5. Flippase influence on protein trafficking

P4-ATPases were first linked to protein trafficking when Drs2, and its chaperone, Cdc50, were discovered to genetically interact with Arf [4, 45, 80, 81]. Arf (ADP-ribosylation factor) is a small G-protein that cycles between GTP- and GDP-bound form through the action of several guanine nucleotide exchange factors (ArfGEFs) and GTPase activating proteins (ArfGAPs). In the GTP-bound form, Arf mediates the binding of adaptor proteins and coat proteins, such as COPI and clathrin, to sites of vesicle formation [1]. The synthetic lethal interaction between Drs2 and Cdc50 with Arf suggested that these proteins were important players in vesicle budding pathways. drs2Δ is also synthetically lethal with clathrin temperature-sensitive alleles, but not COPI or COPII mutations, which implicated Drs2 in clathrin-mediated protein trafficking pathways [4].

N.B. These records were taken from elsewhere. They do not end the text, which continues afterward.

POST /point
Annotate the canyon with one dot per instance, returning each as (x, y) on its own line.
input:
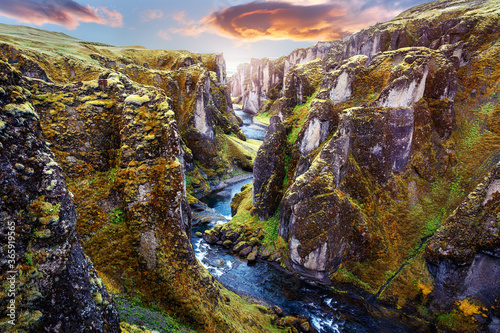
(377, 177)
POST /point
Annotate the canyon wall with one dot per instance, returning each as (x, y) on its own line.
(130, 131)
(373, 169)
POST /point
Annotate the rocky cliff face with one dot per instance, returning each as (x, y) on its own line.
(196, 85)
(50, 283)
(124, 127)
(431, 25)
(385, 136)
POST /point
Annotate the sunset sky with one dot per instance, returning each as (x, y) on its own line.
(239, 28)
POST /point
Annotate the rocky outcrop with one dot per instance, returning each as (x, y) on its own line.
(463, 256)
(373, 143)
(51, 285)
(398, 130)
(196, 85)
(253, 82)
(125, 153)
(430, 25)
(269, 170)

Drs2 primarily localizes to the trans-Golgi network (TGN) and this is one of the sites from which clathrin-coated vesicles bud. The phenotypes exhibited by drs2Δ cells are similar to the defects observed in cells deficient in clathrin. Both mutants accumulate enlarged Golgi cisternae and late Golgi enzymes involved in proteolytically processing pro-α-factor are mislocalized in both drs2Δ and clathrin mutants. Furthermore, the drs2Δ cells are markedly deficient in clathrin-coated vesicles (CCVs) that can be purified from these cells [4]. The screen for mutants defective in ribosome synthesis that first identified DRS2 may seem at odds with the roles described here in protein trafficking and membrane asymmetry. However, many mutants that exhibit defects in vesicle-mediated protein transport create membrane stress, which is sensed by the cell integrity pathway to downregulate ribosome production and attenuate translation [82, 83]. The defect in ribosome synthesis only appears after shifting drs2Δ cells to cold temperatures (below 20°C) for a few hours [16], while most of the Golgi defects are observed at any temperature [4, 84]. The localization of Drs2 to the TGN and observation that temperature-sensitive for function alleles of DRS2 (drs2-12 or drs2-31) cause a loss of vesicle formation within 30 minutes of temperature shift imply a direct role for Drs2 in vesicle budding [85].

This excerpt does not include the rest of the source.